What causes autism is a mystery. One theory is that a phenomenon called the cellular-danger response lies at the root of it. The CDR makes cells put their ordinary activities on hold and instead switch on their defence systems, in reaction to high levels in the bloodstream of chemicals called purines.
These are important and widespread substances: ATP, a molecule that shuttles energy around cells, is a purine; so are half the "genetic letters" in DNA. Cells under viral attack tend to shed them.
Too many of them in the blood can thus be a signal of viral infection. In that case activating the CDR makes perfect sense. But studies have shown that people with autism (and also those with some other brain conditions, such as schizophrenia) often seem to have chronic CDR. The purine signal has somehow got stuck in the "on" position.
Why this happens is obscure. But it has occurred to Robert Naviaux of the University of California, San Diego, that once the signal is stuck in this way, chronic CDR might, by subverting the function of crucial brain cells, be the immediate cause of the symptoms of autism. In a series of experiments, the latest of which has just been published in Translational Psychiatry, he makes a plausible case that this is exactly what is happening--and he also illuminates a route to a possible treatment.
Dr Naviaux's experiments start by injecting pregnant mice with viral genes. This stimulates the CDR in both mother and fetus. The offspring of such pregnancies often show behaviors, such as fear of strangers, fear of novelty and poor co-ordination, that would be interpreted as autistic in people, and this procedure is thus used as a model of autism.
Dr Naviaux reasoned that, if chronic CDR is the cause of autism's symptoms, abolishing it should abolish the symptoms. He further reasoned that one way this might be done is with a drug that binds to a cell's purine receptors, so that they cannot react when purines come along. One such drug exists. It is called suramin, and is used to treat sleeping sickness.
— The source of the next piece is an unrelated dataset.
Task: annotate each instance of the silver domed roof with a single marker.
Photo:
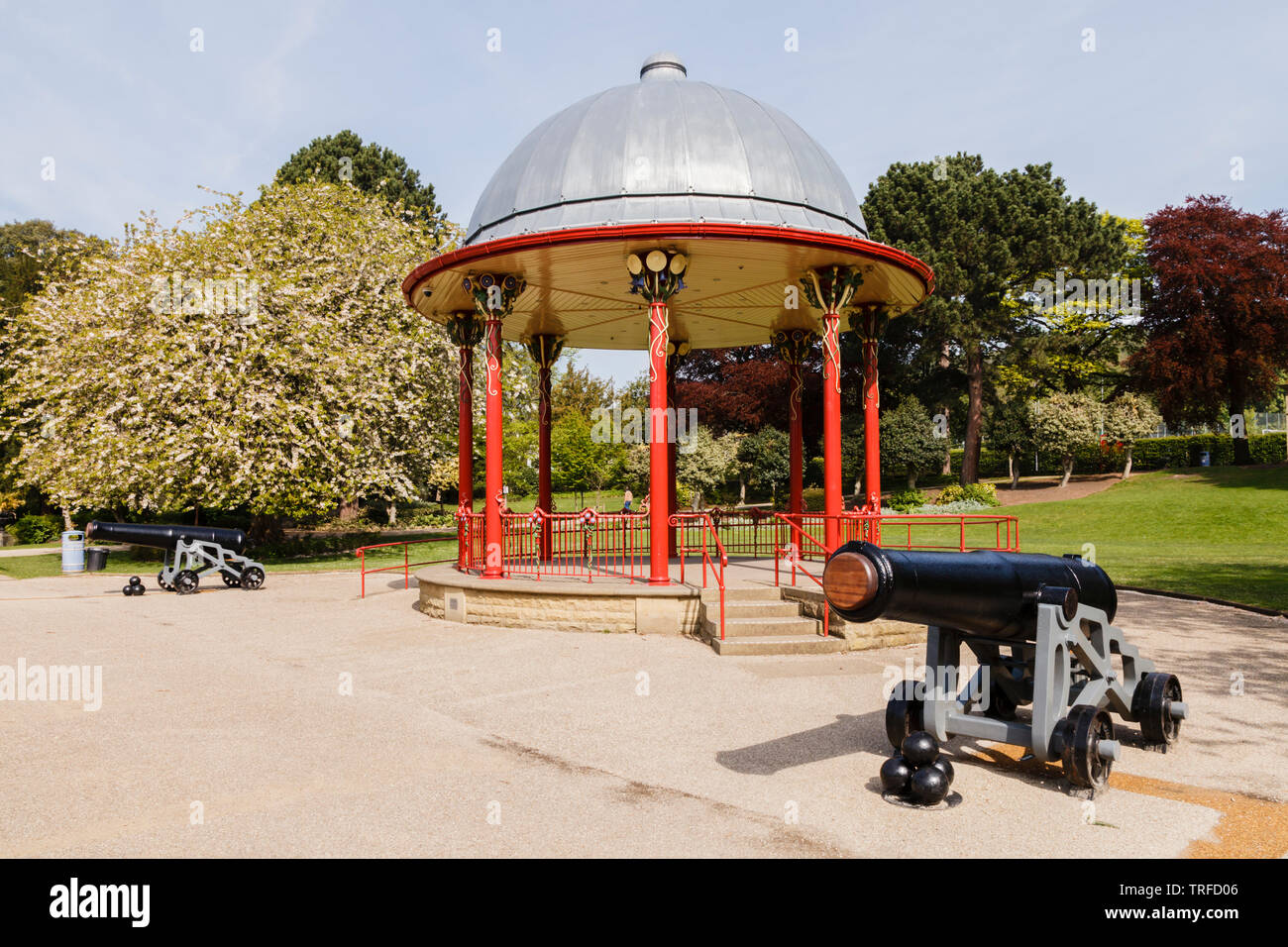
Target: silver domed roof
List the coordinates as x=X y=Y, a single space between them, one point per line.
x=666 y=150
Dr Naviaux has therefore been trying it out on the model mice.
Once they are weaned, he puts these mice through a series of behavioral tests and compares the results with those of similar mice whose mothers were injected with saline rather than viral genes. One test measures whether they have trouble interacting with a stranger mouse. A second studies how physically co-ordinated they are. A third runs them through mazes to see if they have a preference for "sameness", as many autistic people do. At the age of six months, he then gives them either an injection of suramin or an injection of saline solution, and tests them again. Finally, five weeks after the injection, when the level of suramin in their bodies has fallen back to zero, he tests them once more.
The upshot, he has found, is that suramin treatment abolishes some of the animals' autistic symptoms. Mice which once showed an aversion to novelty, and considerable anxiety when forced to meet a stranger, show neither of these after treatment with the drug--though their co-ordination is not improved. In his latest series of experiments he has also looked at the drug's metabolic effects. He finds that suramin treatment returns to normal 17 of the 18 metabolic pathways that are noticeably different in autistic and non-autistic mice.
The effect is not permanent. The experimental mice's autistic behaviours come back once the suramin has disappeared from their bodies. But these are interesting results. They suggest CDR really is an important part of autism, and that it may be a tractable one. Dr Naviaux is not suggesting using suramin itself to treat people with autism.
Though appropriate for an acute, life-threatening illness, which sleeping sickness is, its side effects (the most serious of which is damage to the adrenal cortex) make it unsuitable for chronic prescription to someone whose life is not in danger. But if his work stands up to the scrutiny of others, then looking for another purine-receptor blocker would surely be a worthwhile endeavour.